> TheAuditor / blog
dogfooding, sast, operations, license-server

Dogfooding TheAuditor on Our Own License Server

Days from public launch, we pointed our own SAST at the license server we ship on. 204 findings, 0 launch-blockers, and the false-positive rate became the next product release.

We’re a week from flipping api.theauditortool.com to public. The license server behind that hostname is the same one every paying user will eventually trust to issue, validate, and revoke their copy of our tool. So before we let anyone else point a scanner at it, we ran our own scanner over it.

One command. aud full --offline against www/. 204 findings.
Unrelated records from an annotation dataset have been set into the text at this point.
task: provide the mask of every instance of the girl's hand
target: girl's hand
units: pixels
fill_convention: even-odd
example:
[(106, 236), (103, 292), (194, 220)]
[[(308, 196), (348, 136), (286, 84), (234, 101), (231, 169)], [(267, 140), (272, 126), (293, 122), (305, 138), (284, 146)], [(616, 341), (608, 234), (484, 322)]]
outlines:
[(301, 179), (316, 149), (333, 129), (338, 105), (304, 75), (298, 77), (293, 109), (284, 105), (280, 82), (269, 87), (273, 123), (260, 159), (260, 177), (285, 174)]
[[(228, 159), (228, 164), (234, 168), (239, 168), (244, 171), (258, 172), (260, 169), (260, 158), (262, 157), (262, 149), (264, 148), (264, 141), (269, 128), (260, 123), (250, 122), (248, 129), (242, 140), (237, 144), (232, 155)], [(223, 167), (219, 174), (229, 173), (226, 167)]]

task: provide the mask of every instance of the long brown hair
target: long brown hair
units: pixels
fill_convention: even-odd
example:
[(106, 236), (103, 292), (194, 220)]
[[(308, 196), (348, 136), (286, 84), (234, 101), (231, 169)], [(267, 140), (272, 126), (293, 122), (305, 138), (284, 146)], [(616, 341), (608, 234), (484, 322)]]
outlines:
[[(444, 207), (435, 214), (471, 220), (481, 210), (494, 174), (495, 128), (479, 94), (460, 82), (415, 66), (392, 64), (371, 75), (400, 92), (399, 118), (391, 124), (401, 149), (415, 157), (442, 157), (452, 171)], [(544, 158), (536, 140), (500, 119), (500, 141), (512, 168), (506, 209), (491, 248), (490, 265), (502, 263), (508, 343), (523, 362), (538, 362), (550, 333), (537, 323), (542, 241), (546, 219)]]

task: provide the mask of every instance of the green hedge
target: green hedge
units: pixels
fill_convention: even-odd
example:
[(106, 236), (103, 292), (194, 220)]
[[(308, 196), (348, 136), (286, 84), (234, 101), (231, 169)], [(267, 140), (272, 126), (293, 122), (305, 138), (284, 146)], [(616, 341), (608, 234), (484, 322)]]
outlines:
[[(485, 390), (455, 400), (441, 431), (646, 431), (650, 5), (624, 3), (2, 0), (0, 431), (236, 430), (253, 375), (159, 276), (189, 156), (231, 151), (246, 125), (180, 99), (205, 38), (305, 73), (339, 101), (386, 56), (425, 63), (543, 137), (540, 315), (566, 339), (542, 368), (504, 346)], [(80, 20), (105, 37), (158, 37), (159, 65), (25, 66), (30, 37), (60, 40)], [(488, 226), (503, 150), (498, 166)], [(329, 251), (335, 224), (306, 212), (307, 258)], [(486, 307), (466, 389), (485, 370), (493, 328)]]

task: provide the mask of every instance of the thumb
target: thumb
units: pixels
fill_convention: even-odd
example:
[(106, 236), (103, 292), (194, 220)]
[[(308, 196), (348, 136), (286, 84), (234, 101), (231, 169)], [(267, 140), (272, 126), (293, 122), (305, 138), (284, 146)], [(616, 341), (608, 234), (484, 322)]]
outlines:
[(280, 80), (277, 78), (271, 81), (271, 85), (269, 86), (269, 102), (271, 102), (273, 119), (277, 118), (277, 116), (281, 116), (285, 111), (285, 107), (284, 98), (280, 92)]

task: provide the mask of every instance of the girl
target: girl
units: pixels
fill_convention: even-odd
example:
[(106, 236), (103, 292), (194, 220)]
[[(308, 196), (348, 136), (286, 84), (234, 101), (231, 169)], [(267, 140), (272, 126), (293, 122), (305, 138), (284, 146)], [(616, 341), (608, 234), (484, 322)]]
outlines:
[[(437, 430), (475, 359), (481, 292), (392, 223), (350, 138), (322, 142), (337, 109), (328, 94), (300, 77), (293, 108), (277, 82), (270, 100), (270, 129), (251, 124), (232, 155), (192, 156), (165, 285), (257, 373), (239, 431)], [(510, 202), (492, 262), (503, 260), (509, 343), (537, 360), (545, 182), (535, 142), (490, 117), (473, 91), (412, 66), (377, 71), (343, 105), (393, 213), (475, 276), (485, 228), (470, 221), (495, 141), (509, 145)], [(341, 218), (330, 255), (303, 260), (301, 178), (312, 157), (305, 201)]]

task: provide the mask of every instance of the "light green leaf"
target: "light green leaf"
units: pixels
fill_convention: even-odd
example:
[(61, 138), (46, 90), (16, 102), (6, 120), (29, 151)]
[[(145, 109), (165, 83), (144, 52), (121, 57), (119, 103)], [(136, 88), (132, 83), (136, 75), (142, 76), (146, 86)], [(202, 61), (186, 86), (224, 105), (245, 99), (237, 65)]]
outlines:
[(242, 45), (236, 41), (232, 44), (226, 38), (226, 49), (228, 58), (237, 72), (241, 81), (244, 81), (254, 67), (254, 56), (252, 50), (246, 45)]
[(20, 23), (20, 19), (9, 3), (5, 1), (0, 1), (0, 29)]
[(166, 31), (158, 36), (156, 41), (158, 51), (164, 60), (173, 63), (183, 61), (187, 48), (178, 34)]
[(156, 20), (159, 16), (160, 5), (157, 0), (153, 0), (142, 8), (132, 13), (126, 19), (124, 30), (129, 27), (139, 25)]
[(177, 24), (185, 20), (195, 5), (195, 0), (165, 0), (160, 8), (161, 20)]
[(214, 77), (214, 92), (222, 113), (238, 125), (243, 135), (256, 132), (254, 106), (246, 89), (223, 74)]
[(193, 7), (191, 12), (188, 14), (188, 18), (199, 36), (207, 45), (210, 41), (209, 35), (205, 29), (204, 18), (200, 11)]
Here is what fell out — both the bugs we caught and the part most vendors hide: the false positives, the rule upgrades they forced, and the operational gear that ended up next to the scanner output.

The triage breakdown

We don’t ship risk scores. We ship facts. So the only honest way to talk about a 204-finding report is to walk the triage in numbers:

BucketCountWhat it means
Launch-blocking vulnerabilities0No critical chains reached an exploitable sink. Verified by hand.
Confirmed false positives~185Pattern-correct, context-wrong. The interesting bucket.
LOW/INFO hardening items worth fixing6Real, non-launch-blocking, fixed in two shipped sprints + one queued.
Moderate transitive CVEs5Bumped via package.json / pnpm.overrides. Zero direct-dep impact.
Other noise (annotated in-source)smallPath Traversal on dev scripts, etc. Marked as known-FP in the source tree.

The headline number is 0. The interesting number is 185.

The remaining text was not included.